What are the Benefits of Community Policing?
- Increased potential for reducing crime, fear of crime, and addressing quality of life issues.
- It coordinates and leverages resources from all sectors for more effective strategies.
- Increased trust and understanding.
- Strengthened organizational support.
- It creates a network of assistance, guidance, and technical support in problem-solving.
- It uses a more strategic approach to make a long-term impact.
- It’s PROACTIVE versus REACTIVE. Get Involved… we can make a difference, but we must work TOGETHER!
Until 1982 the Parkersburg Police Department maintained an operational foot patrol. With the introduction of the Fleet Program, the foot patrol was disbanded, leaving many neighborhoods with the feeling of a lack of police presence. In 1991, the then current chief of police proposed a program known as “Stop and Talk”, this being the beginning of the Parkersburg Police Department’s Community Policing Philosophy.

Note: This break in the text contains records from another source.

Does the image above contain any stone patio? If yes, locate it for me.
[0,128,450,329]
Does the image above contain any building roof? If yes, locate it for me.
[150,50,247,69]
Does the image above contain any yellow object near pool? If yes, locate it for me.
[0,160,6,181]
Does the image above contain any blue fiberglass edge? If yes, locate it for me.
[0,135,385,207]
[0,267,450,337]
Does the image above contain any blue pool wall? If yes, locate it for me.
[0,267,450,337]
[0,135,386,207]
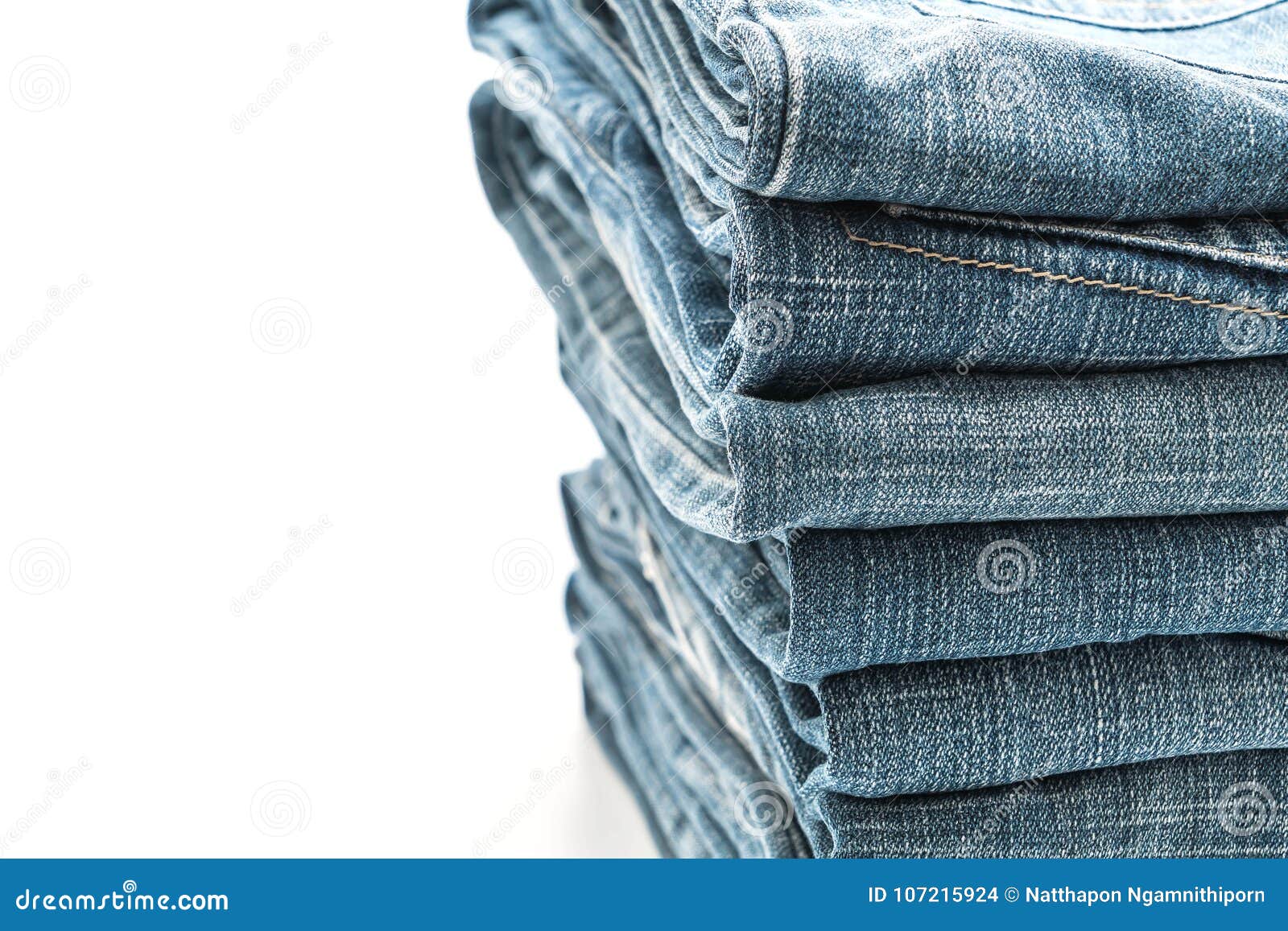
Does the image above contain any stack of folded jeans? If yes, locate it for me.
[470,0,1288,856]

The “Stop and Talk” program was to be made up of teams of two officers assigned initially to work four hour shifts on a voluntary basis, three days per week. The patrol teams were assigned to areas traditionally exhibiting a high need for police response. The goals of this program were very similar to the goals of today’s Community Policing philosophy, being proactive rather than reactive, developing a rapport with the residents, improving the quality of life, and enhancing police-community relations. This eventually evolved into a forty hour a week program consisting of two full time officers.
In 1996, the “Stop and Talk” program was totally reorganized. Two new officers were assigned to the program and the title was changed to C.O.P.E. With this new change came a different perspective on how the City of Parkersburg viewed community policing. More emphasis was placed on dealing with crime issues, forming partnerships, and dealing with neighborhood problems.

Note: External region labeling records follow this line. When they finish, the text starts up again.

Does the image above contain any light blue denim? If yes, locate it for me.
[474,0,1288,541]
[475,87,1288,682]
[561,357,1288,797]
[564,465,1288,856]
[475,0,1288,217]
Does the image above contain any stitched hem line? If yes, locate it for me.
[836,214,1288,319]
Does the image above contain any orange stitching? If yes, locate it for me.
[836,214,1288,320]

After two years of success and learning many valuable lessons about community policing, officers began to look at different ways to progress the program. Officers took four months and began to piece together the current philosophy. After careful evaluation, goals and objectives were set and a philosophy manual was developed through the year 2000 for the Parkersburg Police Department’s Community Policing efforts.
Mission ReVITALize was Formed
Mission ReVITALize affected a .5 by .5 mile area within the heart of Parkersburg. This area had a high calls-for-service rate compared to other areas of the city. This area had also been labeled as low to moderate income by the Department of Housing and Urban Development allowing opportunities for Federal Grant funding to be used to establish the presence of two Community Policing officers within the area.
A First for Everything
Mission ReVITALize was a two year program and full of firsts for the Parkersburg Police Department. It was the first time that a police substation had been opened within the city of Parkersburg. This substation is located in the heart of Mission ReVITALize area and is the home of the Community Policing unit.
Another first was the partnership of the Police Department with a neighborhood association, better known as Neighbor Helping Neighbor. This organization assisted the Community Policing Office in acquiring needed space, equipment, and funding. Computers were implemented to track progress, and copy and fax capabilities were established. This organization also established goals and objectives for their neighborhood and submitted quarterly reports to the Chief of Police on the outcome of programs they wished to see accomplished in their neighborhood.
How do We do C.O.P.E?
The Parkersburg Police Department Community Policing Office works programming in two year increments. The first five months being the planning of the program, and the setup and operation of a neighborhood substation, followed by fifteen months of intense programming, and ending with four months of evaluation and empowerment of neighborhood residents to take over programming.
The last four months includes preparation time for the next phase and determining if officers need to continue programming in the current neighborhood or move to a new target area.